The Long Island Rail Road and E, J and Z subway lines stop at Jamaica, which is just a 20-minute (and $8.50) AirTrain ride to and from JFK.

Alternatively, you can take the A subway line to Howard Beach station, which is a six-minute (and $8.50) AirTrain ride from the airport.

For those who prefer to take a car to the airport, the Port Authority is opening a new “free and easy” lot adjacent to the Lefferts Blvd AirTrain station. This lot will offer drivers free access for drop-offs and pickups and will be connected to JFK with a free 24/7 AirTrain ride.

parking lot map jfk

This lot is expected to open in early June.

New JFK terminals are coming along

All of this roadway work pales in comparison to what’s coming in 2026: the opening of two brand-new JFK terminals.
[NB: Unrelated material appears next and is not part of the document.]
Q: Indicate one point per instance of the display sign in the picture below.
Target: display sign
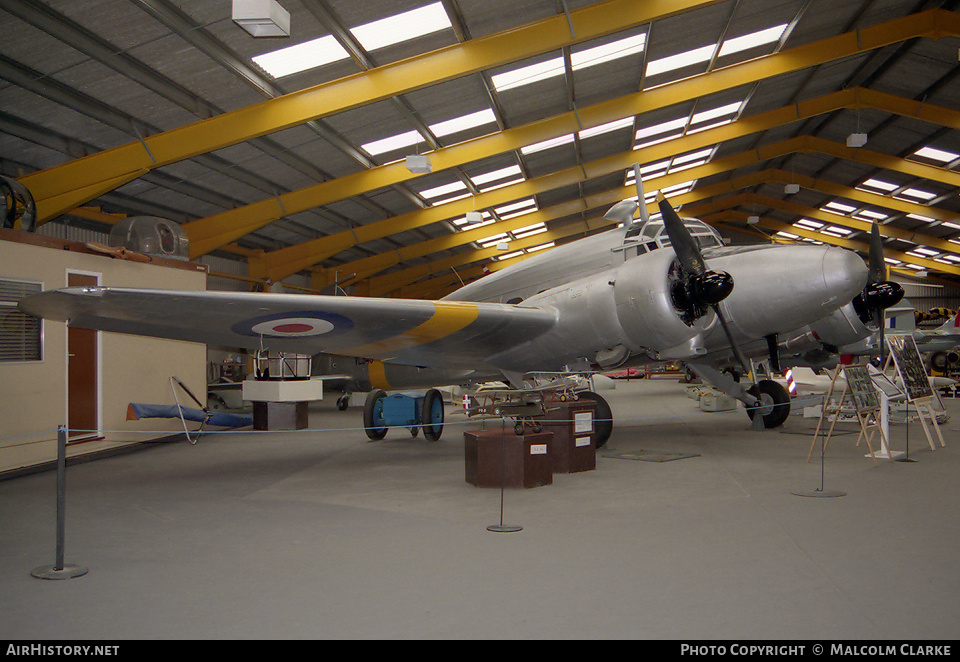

The biggest project is the $9.5 billion new Terminal One, which will become one of JFK’s flagship international terminals.

new terminal one jfk

The new Terminal One at JFK will incorporate the current and former sites of terminals 1, 2 and 3 into a massive, 2.4 million-square-foot international terminal. It will anchor the south side of the airport.

When complete, the new terminal will be the largest at JFK — nearly the same size as two new terminals at LaGuardia Airport (LGA) combined. The first big milestone, which includes the new arrivals and departures hall and the first set of 14 new gates, is expected to open in 2026.

terminal rendering jfk

When fully complete in 2030, the new Terminal One will feature 23 gates, a redesigned check-in hall and overhauled arrival spaces. (The existing Terminal 1 and the recently shuttered Terminal 2 have 12 and 11 gates, respectively.)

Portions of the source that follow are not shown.